Some charity workers also carried out repairs at the local school but for Noel the most important work was the completion of a pathway which took two years to build.
He said the “pathway probably half a mile long and it goes from the main village of Madame Bernard up a very steep hill to the orphanage.” The original pathway was uneven and “dangerous” particularly in rainy weather, he explained.
According to Noel, the orphanage has 70 children and 30 of them would have physical and mental disabilities.

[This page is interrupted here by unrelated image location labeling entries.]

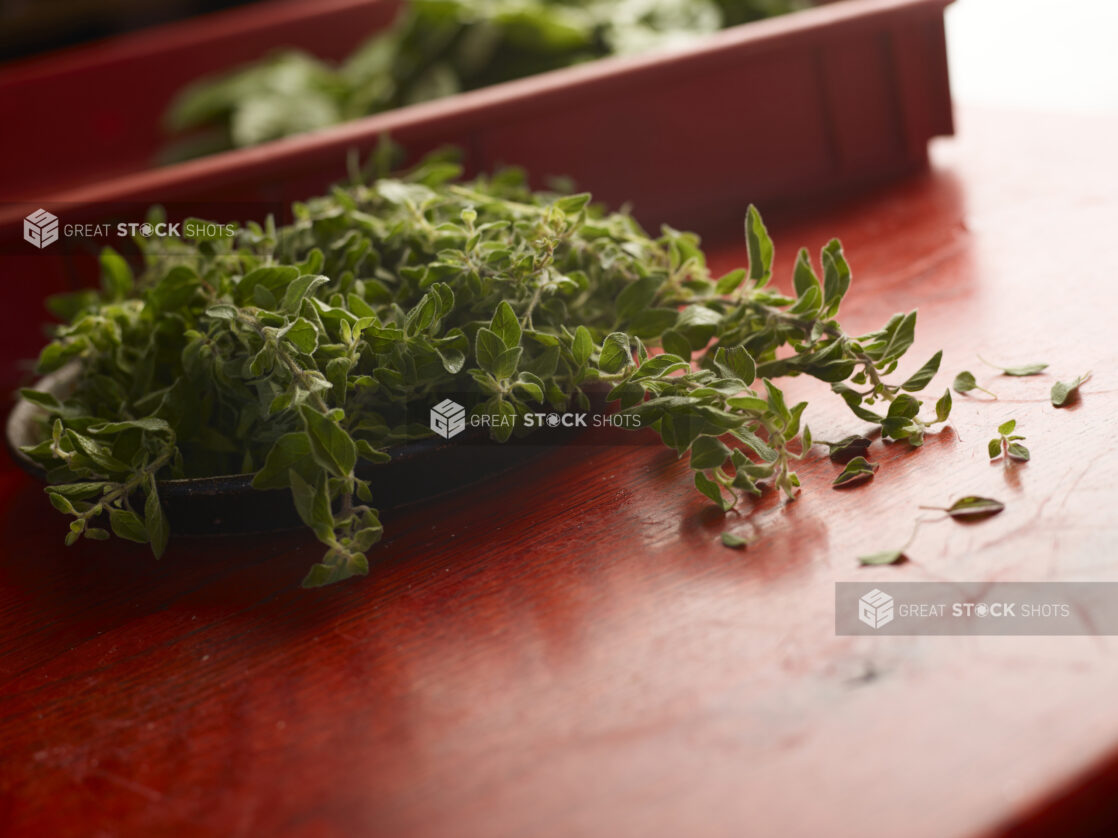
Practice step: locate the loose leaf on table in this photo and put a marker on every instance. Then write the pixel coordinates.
(886, 556)
(972, 506)
(396, 308)
(1031, 369)
(735, 542)
(858, 470)
(965, 382)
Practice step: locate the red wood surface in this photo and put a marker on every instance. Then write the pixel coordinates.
(568, 650)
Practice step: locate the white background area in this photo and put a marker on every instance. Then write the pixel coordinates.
(1051, 55)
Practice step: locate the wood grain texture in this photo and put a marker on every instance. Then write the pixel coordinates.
(568, 650)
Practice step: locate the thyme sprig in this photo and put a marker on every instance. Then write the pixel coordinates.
(296, 353)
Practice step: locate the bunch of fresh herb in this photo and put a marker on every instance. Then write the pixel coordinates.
(436, 48)
(294, 353)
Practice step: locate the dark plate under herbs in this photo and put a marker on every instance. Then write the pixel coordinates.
(309, 355)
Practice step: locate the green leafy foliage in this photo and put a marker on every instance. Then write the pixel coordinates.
(732, 541)
(965, 382)
(858, 470)
(886, 556)
(1033, 369)
(972, 506)
(1006, 443)
(302, 354)
(1066, 391)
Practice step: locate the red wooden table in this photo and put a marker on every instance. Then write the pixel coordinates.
(568, 650)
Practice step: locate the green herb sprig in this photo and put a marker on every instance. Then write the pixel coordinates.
(296, 353)
(1007, 444)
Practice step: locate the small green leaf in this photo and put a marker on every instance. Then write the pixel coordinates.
(858, 470)
(1063, 391)
(712, 491)
(924, 375)
(155, 523)
(115, 275)
(675, 343)
(1033, 369)
(488, 349)
(331, 446)
(128, 525)
(615, 353)
(735, 542)
(583, 345)
(505, 325)
(221, 312)
(887, 556)
(944, 407)
(965, 382)
(848, 448)
(759, 247)
(974, 506)
(708, 453)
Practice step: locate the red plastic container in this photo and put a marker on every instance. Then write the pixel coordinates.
(815, 102)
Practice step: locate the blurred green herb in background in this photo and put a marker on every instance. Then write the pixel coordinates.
(436, 48)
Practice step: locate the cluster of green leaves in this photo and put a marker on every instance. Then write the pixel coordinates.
(303, 353)
(1007, 443)
(436, 48)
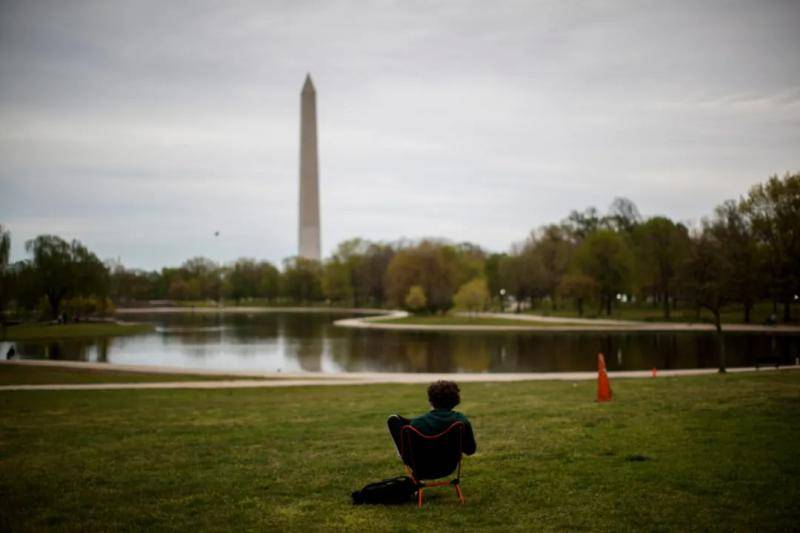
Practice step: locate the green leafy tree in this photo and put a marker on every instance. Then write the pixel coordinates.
(302, 280)
(371, 274)
(268, 281)
(430, 264)
(709, 280)
(337, 281)
(243, 279)
(773, 209)
(5, 274)
(606, 257)
(415, 299)
(662, 247)
(742, 253)
(553, 250)
(472, 296)
(623, 216)
(579, 287)
(64, 269)
(204, 278)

As there are no facilities, the children who require physio are brought, in wheelchairs, down the path to the seaside where they can be treated in the sea.
Due to the treacherous nature of the pathway it used to take up to three people to transfer a single child. He described the construction of the pathway as “life-changing for everybody on the island.”
Just over a month since his last visit Noel is already planning his return to Haiti. In order to support the ongoing work in Haiti, volunteers have to raise several thousand euro in order to pay their way.
The charity workers generally go out in groups of 30 or 35 and stay for between eight and ten days.
When they sign up for the work, the volunteers are not given any indication of exactly where they might be needed. Haven Director in Haiti John Moore decides on the location and the project which most needs attention.
“He travels around the country all the time checking on their ongoing projects,” Noel explained. The volunteers are representative of the general population and come from a variety of backgrounds and age groups.
Although many of the Irish volunteers carry out the work on a regular basis, Noel said: “there is always a couple of new faces.”
Despite the poverty, he is excited about the prospect of returning to Haiti. “I didn’t think I would be going back a second time never mind a seventh,” he admitted.